The authors tackled the problem of evaluating low-dimensional embeddings by introducing the Entropy Rank Preservation Measure (ERPM), an information-theoretic metric based on Shannon entropy and stable rank, which quantifies information loss during projection. They validated ERPM by comparing it with distance-based and geometric metrics on financial time series and manifold data, finding that ERPM complements existing methods by identifying neighborhoods with severe information loss.

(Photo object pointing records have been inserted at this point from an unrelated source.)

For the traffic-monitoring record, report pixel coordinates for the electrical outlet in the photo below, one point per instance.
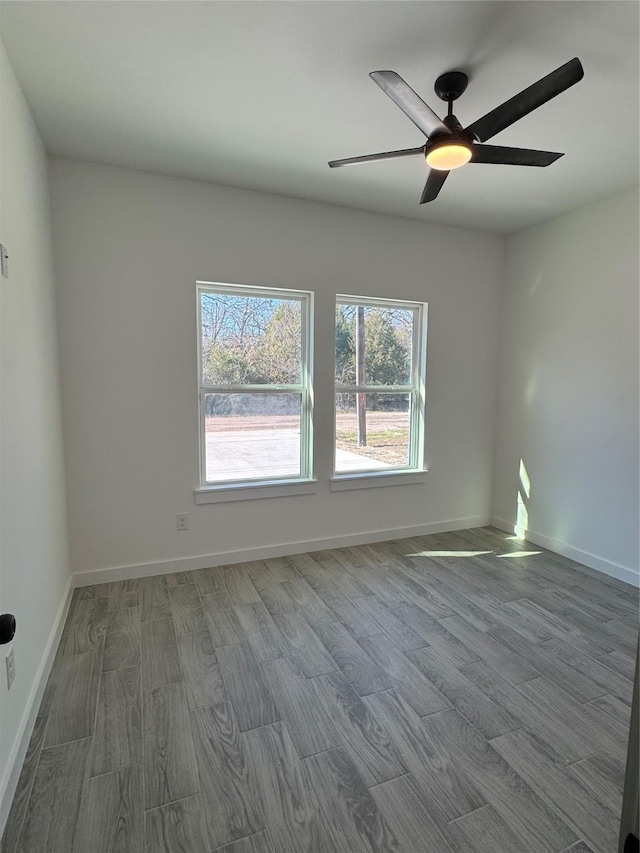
(11, 669)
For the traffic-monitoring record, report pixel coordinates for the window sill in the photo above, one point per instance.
(254, 491)
(374, 479)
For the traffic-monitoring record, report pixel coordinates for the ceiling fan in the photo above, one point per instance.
(449, 145)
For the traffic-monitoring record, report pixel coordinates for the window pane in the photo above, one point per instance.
(252, 436)
(383, 440)
(250, 340)
(386, 345)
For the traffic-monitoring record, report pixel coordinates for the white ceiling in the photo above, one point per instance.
(262, 94)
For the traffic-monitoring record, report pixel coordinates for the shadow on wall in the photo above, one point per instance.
(522, 511)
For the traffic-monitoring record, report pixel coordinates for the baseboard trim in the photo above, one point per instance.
(11, 774)
(165, 567)
(592, 561)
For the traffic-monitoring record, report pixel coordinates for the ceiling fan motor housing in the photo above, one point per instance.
(451, 85)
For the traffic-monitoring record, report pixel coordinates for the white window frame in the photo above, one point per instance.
(416, 389)
(256, 487)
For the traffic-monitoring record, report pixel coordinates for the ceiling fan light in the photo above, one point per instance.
(448, 155)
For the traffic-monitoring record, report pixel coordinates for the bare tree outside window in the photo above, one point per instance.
(255, 391)
(378, 380)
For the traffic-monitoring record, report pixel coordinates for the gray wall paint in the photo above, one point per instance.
(129, 249)
(568, 386)
(34, 565)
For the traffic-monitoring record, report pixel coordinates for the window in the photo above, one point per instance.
(379, 385)
(255, 385)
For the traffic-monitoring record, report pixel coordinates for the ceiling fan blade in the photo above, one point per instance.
(433, 186)
(411, 104)
(371, 158)
(513, 156)
(528, 100)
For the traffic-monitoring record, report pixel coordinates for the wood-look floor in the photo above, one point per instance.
(449, 693)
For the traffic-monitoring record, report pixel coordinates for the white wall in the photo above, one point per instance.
(129, 248)
(568, 386)
(34, 564)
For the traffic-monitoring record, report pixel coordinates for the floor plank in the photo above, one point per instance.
(122, 639)
(260, 630)
(170, 771)
(487, 717)
(594, 822)
(112, 814)
(604, 777)
(160, 661)
(311, 729)
(360, 733)
(258, 843)
(233, 810)
(247, 686)
(221, 619)
(445, 784)
(124, 594)
(155, 598)
(484, 831)
(186, 610)
(85, 631)
(51, 821)
(73, 710)
(302, 641)
(176, 827)
(209, 581)
(419, 692)
(350, 657)
(200, 669)
(294, 820)
(15, 819)
(538, 826)
(356, 821)
(407, 812)
(117, 741)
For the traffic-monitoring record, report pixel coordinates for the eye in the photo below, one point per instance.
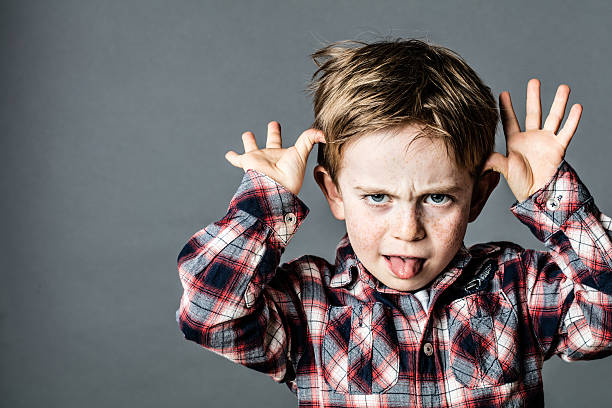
(438, 199)
(376, 198)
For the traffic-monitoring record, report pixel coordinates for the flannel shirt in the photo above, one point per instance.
(340, 338)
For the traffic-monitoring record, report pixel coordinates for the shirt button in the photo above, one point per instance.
(290, 218)
(552, 204)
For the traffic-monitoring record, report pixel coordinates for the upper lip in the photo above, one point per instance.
(403, 256)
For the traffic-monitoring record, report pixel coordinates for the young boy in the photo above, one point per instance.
(407, 315)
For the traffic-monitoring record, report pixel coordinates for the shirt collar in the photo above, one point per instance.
(349, 270)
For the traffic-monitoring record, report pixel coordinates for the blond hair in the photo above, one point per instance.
(361, 88)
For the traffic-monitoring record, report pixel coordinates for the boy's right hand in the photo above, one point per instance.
(285, 166)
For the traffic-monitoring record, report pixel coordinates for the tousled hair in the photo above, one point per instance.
(361, 88)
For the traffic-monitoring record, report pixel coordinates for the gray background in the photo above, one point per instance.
(115, 118)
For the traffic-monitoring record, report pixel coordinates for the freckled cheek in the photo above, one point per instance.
(364, 231)
(448, 232)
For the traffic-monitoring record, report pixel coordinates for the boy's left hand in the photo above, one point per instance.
(532, 156)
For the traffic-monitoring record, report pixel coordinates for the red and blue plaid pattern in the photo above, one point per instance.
(339, 338)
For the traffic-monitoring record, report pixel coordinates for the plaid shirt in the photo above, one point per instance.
(477, 337)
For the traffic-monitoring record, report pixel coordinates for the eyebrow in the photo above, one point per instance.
(453, 188)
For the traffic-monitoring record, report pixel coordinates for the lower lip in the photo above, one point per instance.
(410, 268)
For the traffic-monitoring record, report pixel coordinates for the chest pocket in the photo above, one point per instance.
(483, 329)
(359, 353)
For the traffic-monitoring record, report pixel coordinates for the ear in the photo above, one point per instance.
(483, 188)
(331, 192)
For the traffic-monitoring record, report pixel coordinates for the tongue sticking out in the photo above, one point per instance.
(404, 268)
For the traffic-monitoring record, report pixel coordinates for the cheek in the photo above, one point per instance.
(448, 232)
(365, 231)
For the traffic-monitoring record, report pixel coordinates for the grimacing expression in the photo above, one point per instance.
(406, 206)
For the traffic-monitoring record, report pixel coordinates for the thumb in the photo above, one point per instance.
(497, 162)
(307, 140)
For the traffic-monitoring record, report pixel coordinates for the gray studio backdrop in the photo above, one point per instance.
(115, 119)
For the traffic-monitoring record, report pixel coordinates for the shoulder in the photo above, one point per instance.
(501, 250)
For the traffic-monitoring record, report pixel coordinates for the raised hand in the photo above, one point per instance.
(285, 166)
(532, 156)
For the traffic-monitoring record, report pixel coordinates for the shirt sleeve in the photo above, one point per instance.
(569, 287)
(225, 268)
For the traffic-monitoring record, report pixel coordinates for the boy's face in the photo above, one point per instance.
(406, 207)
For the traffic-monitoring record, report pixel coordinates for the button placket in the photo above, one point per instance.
(290, 219)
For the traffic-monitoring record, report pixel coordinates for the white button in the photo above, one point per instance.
(552, 204)
(290, 218)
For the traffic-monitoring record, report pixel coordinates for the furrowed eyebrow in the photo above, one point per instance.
(451, 189)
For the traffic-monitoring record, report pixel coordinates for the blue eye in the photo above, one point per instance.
(376, 198)
(438, 199)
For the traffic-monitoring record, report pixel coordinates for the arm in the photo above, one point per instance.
(229, 305)
(568, 288)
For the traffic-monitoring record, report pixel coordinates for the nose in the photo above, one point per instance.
(408, 225)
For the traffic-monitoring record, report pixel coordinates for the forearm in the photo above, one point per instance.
(224, 269)
(569, 287)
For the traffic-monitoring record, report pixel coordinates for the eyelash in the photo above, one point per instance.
(379, 204)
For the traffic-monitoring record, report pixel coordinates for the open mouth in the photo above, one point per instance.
(404, 267)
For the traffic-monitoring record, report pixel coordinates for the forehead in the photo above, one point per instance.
(397, 156)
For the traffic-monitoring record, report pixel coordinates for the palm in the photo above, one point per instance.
(286, 166)
(534, 155)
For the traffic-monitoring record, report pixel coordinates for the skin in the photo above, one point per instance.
(402, 211)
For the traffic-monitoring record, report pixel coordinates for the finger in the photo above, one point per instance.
(557, 110)
(248, 140)
(571, 124)
(509, 121)
(533, 117)
(274, 139)
(496, 162)
(307, 140)
(234, 158)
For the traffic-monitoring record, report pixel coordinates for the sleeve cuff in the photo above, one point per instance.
(546, 210)
(270, 202)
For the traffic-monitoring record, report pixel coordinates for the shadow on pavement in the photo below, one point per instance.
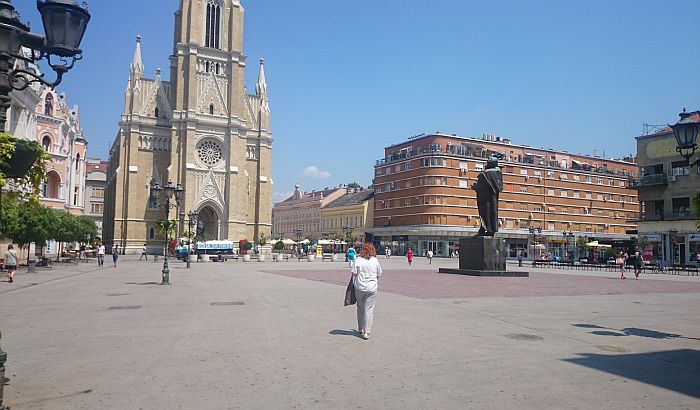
(675, 370)
(339, 332)
(632, 331)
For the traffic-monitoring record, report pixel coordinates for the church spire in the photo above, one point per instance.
(137, 64)
(261, 86)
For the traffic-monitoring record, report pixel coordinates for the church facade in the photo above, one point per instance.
(201, 130)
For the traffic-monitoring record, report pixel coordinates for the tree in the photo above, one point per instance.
(695, 203)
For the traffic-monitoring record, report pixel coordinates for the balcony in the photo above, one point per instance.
(647, 180)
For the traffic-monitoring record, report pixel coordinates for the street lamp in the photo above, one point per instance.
(686, 133)
(169, 190)
(534, 232)
(64, 25)
(569, 238)
(192, 218)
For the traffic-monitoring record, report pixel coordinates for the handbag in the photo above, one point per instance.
(350, 294)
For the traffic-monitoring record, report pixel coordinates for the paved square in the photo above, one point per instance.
(275, 335)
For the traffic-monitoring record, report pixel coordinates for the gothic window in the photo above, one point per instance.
(213, 24)
(48, 105)
(209, 152)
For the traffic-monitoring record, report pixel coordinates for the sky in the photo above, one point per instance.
(347, 79)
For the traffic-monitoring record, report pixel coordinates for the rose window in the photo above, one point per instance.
(209, 152)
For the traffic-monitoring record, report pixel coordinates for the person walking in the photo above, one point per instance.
(620, 261)
(115, 254)
(11, 262)
(100, 254)
(351, 257)
(638, 262)
(366, 276)
(144, 253)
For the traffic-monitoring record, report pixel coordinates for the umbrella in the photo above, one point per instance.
(595, 244)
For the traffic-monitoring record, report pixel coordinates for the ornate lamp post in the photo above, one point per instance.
(686, 133)
(169, 190)
(64, 24)
(192, 218)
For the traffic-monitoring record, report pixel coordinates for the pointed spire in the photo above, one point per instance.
(137, 64)
(261, 87)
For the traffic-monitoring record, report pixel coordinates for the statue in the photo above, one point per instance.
(488, 185)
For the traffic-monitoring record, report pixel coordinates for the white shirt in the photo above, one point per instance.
(366, 274)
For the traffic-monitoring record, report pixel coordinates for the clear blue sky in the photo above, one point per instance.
(349, 78)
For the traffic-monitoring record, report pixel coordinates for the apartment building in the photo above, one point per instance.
(424, 200)
(665, 186)
(299, 216)
(350, 215)
(95, 184)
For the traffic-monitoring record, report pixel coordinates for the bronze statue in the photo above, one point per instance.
(488, 185)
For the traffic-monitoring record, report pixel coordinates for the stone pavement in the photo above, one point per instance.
(275, 335)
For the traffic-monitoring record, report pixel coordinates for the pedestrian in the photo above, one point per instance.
(100, 254)
(638, 263)
(366, 276)
(620, 261)
(115, 254)
(351, 257)
(11, 262)
(143, 253)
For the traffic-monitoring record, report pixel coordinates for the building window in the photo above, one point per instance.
(679, 168)
(48, 105)
(213, 24)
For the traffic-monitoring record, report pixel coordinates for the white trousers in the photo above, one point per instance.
(365, 310)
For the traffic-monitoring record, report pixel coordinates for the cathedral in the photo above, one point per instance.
(201, 130)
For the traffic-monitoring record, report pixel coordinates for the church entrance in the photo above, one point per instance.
(209, 223)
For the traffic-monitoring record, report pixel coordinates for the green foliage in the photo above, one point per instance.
(164, 226)
(36, 174)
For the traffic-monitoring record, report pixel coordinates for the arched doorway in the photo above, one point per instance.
(209, 222)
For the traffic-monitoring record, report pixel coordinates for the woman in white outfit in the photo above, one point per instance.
(366, 274)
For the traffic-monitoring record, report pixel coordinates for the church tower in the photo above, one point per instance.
(201, 129)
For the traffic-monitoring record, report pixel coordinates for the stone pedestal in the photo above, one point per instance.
(483, 256)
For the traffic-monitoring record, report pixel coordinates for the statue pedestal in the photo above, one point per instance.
(483, 256)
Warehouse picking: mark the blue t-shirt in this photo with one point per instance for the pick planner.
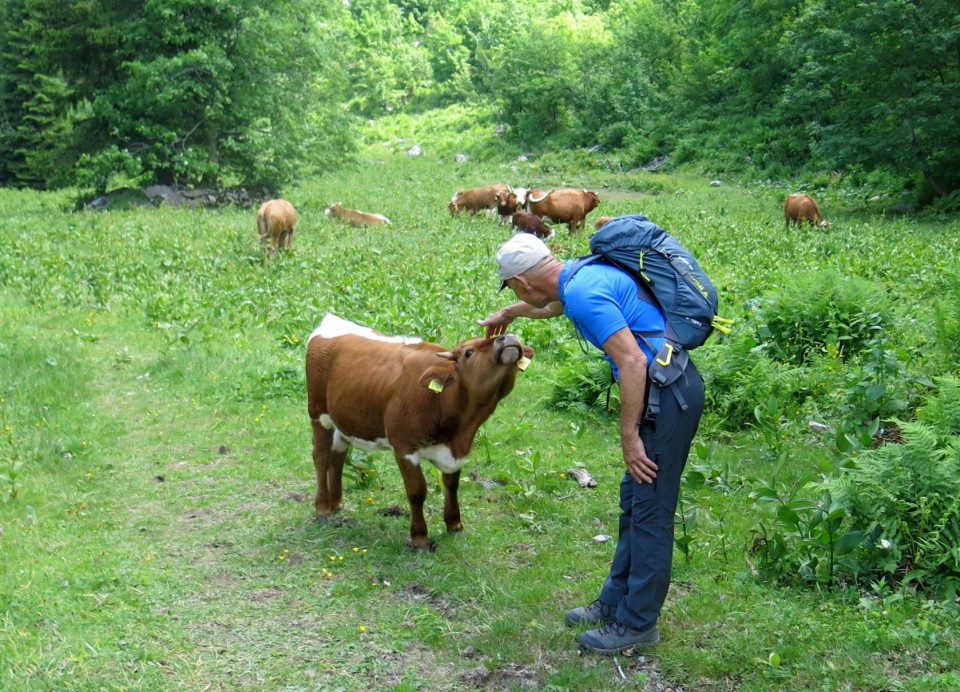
(600, 300)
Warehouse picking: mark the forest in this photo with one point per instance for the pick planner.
(237, 92)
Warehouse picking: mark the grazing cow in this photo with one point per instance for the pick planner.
(476, 198)
(354, 217)
(525, 222)
(423, 401)
(563, 206)
(276, 222)
(507, 205)
(602, 220)
(799, 208)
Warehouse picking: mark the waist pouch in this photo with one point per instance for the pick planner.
(667, 367)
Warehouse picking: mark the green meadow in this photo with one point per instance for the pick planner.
(156, 482)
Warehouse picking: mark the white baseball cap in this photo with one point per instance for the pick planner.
(522, 252)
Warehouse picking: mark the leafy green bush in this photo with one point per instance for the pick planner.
(821, 312)
(942, 410)
(946, 327)
(907, 498)
(583, 382)
(738, 377)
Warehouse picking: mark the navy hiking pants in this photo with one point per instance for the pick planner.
(640, 573)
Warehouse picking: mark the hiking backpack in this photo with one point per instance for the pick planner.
(667, 275)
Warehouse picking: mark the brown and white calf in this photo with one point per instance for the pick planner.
(276, 223)
(476, 199)
(421, 400)
(526, 222)
(354, 217)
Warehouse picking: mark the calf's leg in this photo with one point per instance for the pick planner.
(416, 486)
(451, 506)
(328, 463)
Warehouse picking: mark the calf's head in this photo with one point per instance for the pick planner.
(485, 368)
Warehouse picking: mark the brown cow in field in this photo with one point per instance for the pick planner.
(525, 222)
(507, 205)
(799, 208)
(423, 401)
(276, 222)
(353, 217)
(476, 198)
(563, 206)
(602, 220)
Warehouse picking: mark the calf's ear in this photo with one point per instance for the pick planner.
(435, 379)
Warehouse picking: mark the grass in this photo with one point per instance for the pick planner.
(156, 528)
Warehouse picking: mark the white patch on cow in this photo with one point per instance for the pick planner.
(440, 456)
(332, 326)
(341, 442)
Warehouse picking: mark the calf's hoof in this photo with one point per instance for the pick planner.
(421, 544)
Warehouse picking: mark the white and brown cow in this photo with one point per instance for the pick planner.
(476, 199)
(526, 222)
(798, 208)
(423, 401)
(354, 217)
(567, 206)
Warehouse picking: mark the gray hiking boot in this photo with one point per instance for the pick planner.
(615, 638)
(596, 613)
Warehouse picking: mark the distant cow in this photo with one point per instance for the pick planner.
(276, 222)
(476, 198)
(799, 208)
(602, 220)
(423, 401)
(563, 206)
(525, 222)
(507, 205)
(354, 217)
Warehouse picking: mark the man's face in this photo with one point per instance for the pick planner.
(527, 293)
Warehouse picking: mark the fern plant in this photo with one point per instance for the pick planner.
(907, 498)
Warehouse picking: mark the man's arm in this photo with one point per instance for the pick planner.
(632, 366)
(497, 322)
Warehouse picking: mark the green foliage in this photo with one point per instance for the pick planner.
(808, 539)
(946, 322)
(584, 383)
(907, 498)
(196, 91)
(942, 408)
(741, 376)
(150, 375)
(875, 95)
(820, 313)
(97, 171)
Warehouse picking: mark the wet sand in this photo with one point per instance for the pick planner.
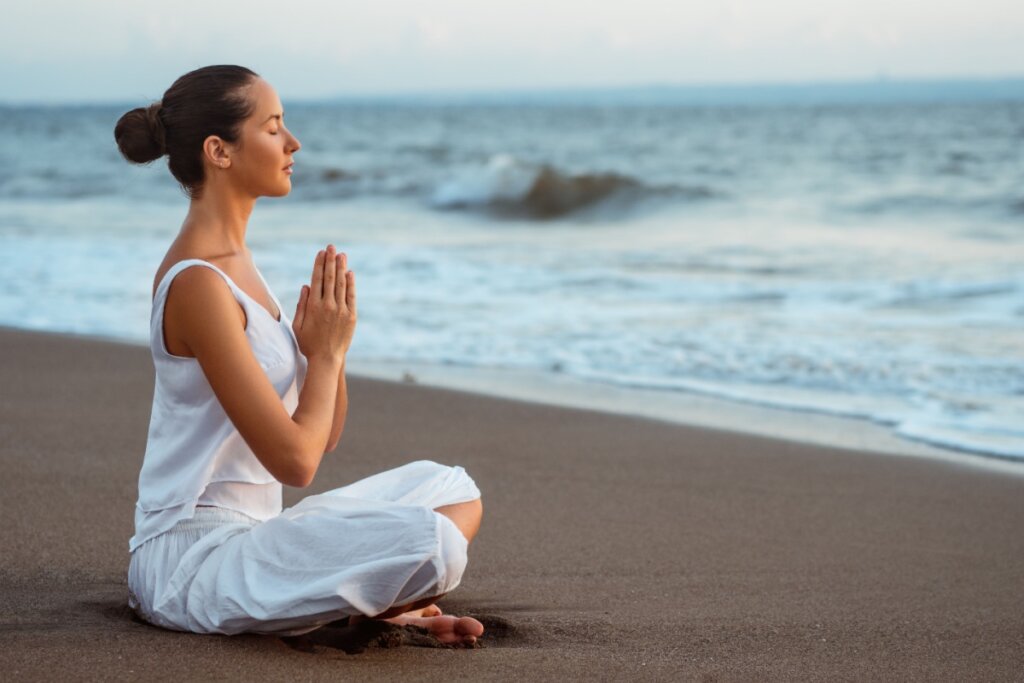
(612, 547)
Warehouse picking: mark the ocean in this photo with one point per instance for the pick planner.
(862, 259)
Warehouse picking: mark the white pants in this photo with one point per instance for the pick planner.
(355, 550)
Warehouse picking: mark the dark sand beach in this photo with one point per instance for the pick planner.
(612, 548)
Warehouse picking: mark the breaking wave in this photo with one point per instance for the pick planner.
(510, 186)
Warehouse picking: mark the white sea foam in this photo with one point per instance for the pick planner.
(780, 290)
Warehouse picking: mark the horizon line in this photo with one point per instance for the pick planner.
(567, 90)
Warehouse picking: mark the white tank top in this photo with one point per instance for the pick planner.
(195, 456)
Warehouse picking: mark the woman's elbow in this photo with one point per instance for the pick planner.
(298, 477)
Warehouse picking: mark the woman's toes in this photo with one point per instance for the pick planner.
(467, 626)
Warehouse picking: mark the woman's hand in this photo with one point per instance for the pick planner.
(325, 316)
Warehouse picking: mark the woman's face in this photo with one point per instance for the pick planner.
(261, 162)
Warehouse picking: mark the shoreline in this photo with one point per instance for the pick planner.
(678, 408)
(612, 547)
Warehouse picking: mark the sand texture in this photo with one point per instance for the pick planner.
(612, 548)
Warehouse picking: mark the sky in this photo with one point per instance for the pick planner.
(126, 50)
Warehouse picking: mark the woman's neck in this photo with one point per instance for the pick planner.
(219, 220)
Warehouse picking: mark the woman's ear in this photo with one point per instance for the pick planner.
(216, 153)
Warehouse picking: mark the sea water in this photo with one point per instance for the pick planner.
(851, 259)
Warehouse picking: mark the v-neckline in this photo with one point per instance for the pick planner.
(276, 303)
(276, 321)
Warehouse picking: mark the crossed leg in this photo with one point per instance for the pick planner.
(424, 612)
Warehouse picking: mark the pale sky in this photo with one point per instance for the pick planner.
(125, 50)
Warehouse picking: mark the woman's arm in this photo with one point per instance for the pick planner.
(340, 411)
(208, 321)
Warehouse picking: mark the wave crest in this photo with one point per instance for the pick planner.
(509, 186)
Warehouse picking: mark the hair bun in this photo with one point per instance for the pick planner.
(140, 134)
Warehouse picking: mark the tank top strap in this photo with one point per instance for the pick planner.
(273, 297)
(172, 272)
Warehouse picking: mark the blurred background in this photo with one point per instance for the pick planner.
(814, 207)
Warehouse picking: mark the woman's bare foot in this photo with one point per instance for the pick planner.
(445, 628)
(448, 629)
(429, 610)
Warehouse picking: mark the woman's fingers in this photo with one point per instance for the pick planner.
(330, 273)
(316, 282)
(350, 291)
(340, 279)
(300, 308)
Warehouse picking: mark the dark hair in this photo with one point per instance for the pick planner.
(207, 101)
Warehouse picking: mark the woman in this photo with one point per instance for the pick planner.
(247, 400)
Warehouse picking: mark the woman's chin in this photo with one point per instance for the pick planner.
(282, 190)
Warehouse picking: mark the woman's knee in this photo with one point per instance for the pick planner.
(466, 516)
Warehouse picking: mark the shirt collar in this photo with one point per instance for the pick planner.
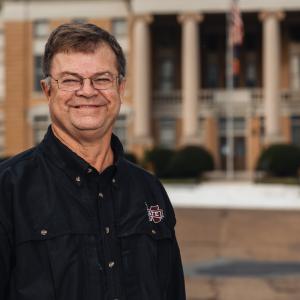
(69, 161)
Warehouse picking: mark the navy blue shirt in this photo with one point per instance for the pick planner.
(70, 232)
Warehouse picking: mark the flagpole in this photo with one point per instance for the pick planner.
(229, 104)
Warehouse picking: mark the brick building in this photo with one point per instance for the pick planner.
(176, 92)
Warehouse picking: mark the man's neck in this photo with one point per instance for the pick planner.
(97, 152)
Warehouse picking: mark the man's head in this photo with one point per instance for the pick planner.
(84, 68)
(78, 37)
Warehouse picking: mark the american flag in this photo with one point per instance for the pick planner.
(236, 26)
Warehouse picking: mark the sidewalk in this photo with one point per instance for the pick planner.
(224, 228)
(240, 195)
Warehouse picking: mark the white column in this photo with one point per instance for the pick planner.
(271, 75)
(142, 80)
(190, 77)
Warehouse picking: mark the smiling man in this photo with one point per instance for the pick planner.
(77, 220)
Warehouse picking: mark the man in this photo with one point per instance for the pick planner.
(77, 220)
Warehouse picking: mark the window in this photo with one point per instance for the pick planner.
(40, 28)
(212, 70)
(120, 129)
(119, 28)
(166, 79)
(295, 71)
(38, 72)
(2, 134)
(167, 133)
(239, 126)
(251, 70)
(295, 120)
(40, 125)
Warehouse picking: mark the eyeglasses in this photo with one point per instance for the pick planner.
(73, 83)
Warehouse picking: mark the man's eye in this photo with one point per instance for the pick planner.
(102, 79)
(70, 81)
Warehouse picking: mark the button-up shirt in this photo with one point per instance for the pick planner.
(70, 232)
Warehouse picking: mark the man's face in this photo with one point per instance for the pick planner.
(87, 111)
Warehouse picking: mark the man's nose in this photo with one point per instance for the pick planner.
(87, 88)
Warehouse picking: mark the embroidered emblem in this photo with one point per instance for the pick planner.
(155, 213)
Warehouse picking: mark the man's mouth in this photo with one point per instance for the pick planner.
(87, 106)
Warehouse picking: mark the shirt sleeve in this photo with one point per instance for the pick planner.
(5, 235)
(176, 286)
(5, 263)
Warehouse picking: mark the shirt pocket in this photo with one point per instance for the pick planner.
(146, 261)
(58, 264)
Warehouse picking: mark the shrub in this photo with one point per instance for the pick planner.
(280, 160)
(131, 157)
(190, 162)
(159, 159)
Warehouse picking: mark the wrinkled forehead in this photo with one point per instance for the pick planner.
(100, 56)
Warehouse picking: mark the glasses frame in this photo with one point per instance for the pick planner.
(118, 78)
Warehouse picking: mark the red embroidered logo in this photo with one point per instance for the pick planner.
(155, 214)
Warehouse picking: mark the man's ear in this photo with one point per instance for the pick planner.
(122, 86)
(46, 88)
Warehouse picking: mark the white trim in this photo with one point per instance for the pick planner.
(27, 10)
(180, 6)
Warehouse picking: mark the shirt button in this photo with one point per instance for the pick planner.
(44, 232)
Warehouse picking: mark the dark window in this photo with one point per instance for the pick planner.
(295, 120)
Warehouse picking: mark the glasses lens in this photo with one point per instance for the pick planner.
(103, 81)
(69, 83)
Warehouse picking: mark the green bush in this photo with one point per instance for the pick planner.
(190, 162)
(159, 159)
(131, 157)
(280, 160)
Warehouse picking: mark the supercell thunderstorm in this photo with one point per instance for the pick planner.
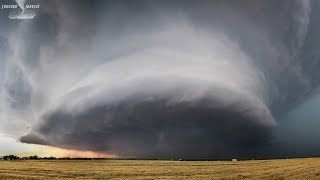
(164, 79)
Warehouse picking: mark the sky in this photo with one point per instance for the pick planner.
(161, 79)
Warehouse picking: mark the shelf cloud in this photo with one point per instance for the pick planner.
(160, 79)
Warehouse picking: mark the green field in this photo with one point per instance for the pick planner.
(307, 168)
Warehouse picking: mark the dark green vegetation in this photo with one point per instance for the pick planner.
(305, 168)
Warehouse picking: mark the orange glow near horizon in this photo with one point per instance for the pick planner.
(48, 151)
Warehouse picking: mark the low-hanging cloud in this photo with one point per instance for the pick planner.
(162, 79)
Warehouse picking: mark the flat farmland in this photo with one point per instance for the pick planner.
(304, 168)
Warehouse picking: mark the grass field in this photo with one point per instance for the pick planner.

In this work we study the quality of low-dimensional embeddings from an explicitly information-theoretic perspective. We begin by noting that classical evaluation metrics such as stress, rank-based neighborhood criteria, or Local Procrustes quantify distortions in distances or in local geometries, but do not directly assess how much information is preserved when projecting high-dimensional data onto a lower-dimensional space. To address this limitation, we introduce the Entropy Rank Preservation Measure (ERPM), a local metric based on the Shannon entropy of the singular-value spectrum of neighborhood matrices and on the stable rank, which quantifies changes in uncertainty between the original representation and its reduced projection, providing neighborhood-level indicators and a global summary statistic. To validate the results of the metric, we compare its outcomes with the Mean Relative Rank Error (MRRE), which is distance-based, and with Local Procrustes, which is based on geometric properties, using a financial time series and a manifold commonly studied in the literature. We observe that distance-based criteria exhibit very low correlation with geometric and spectral measures, while ERPM and Local Procrustes show strong average correlation but display significant discrepancies in local regimes, leading to the conclusion that ERPM complements existing metrics by identifying neighborhoods with severe information loss, thereby enabling a more comprehensive assessment of embeddings, particularly in information-sensitive applications such as the construction of early-warning indicators.